I agree that the size of the c-clamp and the place that you have to attach it are important considerations.

Hey!

I “just” started to make pasta! I had a “Remy Olivier” pasta machine that I received as a gift (its a stokes brand name) and it broke on the second try. I bought a lagostina that I paid a bit more (the remy olivier was about 36$, the lagostina 60… most regular pasta machines were between 40 and 60).

Its wayyy easier than I thought. My god if I just knew I’d have a started earlier. No need for ravioli accessories I just use a melon baller to portion the fillings.

A couple of videos that helped me:

I use Gennaro’s 150g of 00 flour, 50g of semolina and 2 whole eggs approach. Unlike him, I initially use 3/4 of the flour mix and I add more flour bit by bit until the dough is no longer sticky. Depending on humidity and eggs, the amount of flour the dough needs will vary. You know its ready when the dough springs back when poked with a finger. I let it rest 30 minutes at room temp after:

For the shapes, I also use Gennaro’s tips:

I initially used italian saussage, onions, ricotta and parmesan for my fillings and finished my ravioli in brown butter. Worked very well!

I have never had a machine to make pasta. I always make the dough, let it rest, divide, and roll by hand.
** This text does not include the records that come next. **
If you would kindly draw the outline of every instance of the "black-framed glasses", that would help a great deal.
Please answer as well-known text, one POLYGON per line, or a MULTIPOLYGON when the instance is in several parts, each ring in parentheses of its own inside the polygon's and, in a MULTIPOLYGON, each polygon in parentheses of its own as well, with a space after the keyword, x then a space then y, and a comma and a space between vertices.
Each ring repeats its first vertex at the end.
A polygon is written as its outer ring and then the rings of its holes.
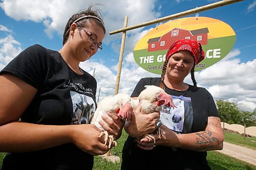
POLYGON ((89 36, 89 41, 92 43, 93 45, 94 44, 97 44, 97 47, 98 47, 98 49, 99 49, 99 50, 102 50, 103 47, 101 44, 99 44, 98 43, 98 41, 97 40, 97 38, 93 35, 93 34, 91 33, 90 32, 86 31, 84 30, 84 29, 81 28, 81 27, 78 27, 80 28, 81 29, 82 29, 83 31, 86 32, 87 34, 88 34, 89 36))

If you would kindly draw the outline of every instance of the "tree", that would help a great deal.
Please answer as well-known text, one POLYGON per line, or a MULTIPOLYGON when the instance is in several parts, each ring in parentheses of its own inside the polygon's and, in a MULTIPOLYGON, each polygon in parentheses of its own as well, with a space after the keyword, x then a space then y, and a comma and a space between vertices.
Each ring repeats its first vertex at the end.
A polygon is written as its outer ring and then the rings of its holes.
POLYGON ((256 109, 253 112, 240 111, 236 104, 222 100, 216 101, 216 105, 221 119, 223 123, 243 126, 245 124, 247 127, 256 124, 256 109))

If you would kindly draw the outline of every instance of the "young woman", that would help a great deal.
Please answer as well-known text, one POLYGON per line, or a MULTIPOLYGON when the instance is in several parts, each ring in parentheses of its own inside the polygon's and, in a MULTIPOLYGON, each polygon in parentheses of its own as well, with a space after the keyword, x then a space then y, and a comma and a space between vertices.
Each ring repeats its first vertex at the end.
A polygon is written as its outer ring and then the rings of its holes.
MULTIPOLYGON (((33 45, 1 71, 1 169, 92 169, 93 155, 109 150, 88 124, 96 81, 79 66, 102 48, 104 23, 91 7, 69 19, 58 52, 33 45)), ((109 116, 100 124, 116 139, 123 125, 109 116)))
POLYGON ((143 122, 141 113, 133 115, 125 126, 130 136, 123 148, 122 169, 210 169, 206 151, 223 148, 224 137, 214 101, 205 88, 197 87, 194 77, 195 66, 204 58, 201 44, 176 41, 166 58, 161 78, 142 79, 132 96, 138 96, 145 85, 159 86, 172 95, 176 107, 161 111, 163 136, 160 139, 155 134, 155 143, 136 139, 148 133, 148 128, 139 123, 143 122), (189 72, 194 86, 184 82, 189 72))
It really is not that hard to roll out. If I’m doing a long noodle I just roll out a very thin large circle, then I roll that up into a “log” which is then easy to cut into whatever width noodle you want. Ravioli is easy too, if you roll more of a strip, a bit thicker than for long noodles, plop on filling of choice, fold over the dough, press with your hands, and cut with a knife.
I have used Lidia’s recipe successfully many times. From memory, it’s three cups flour, three eggs, three yolks, 4 TBS evoo, and ice water. The dough takes seconds to make in the food processor. After it rests for 30 mins to an hour, I divide and freeze what won’t be used immediately. Made fettuccine last night (see WFD thread for photo) and have 2/3rds of the dough recipe in the freezer for a later date.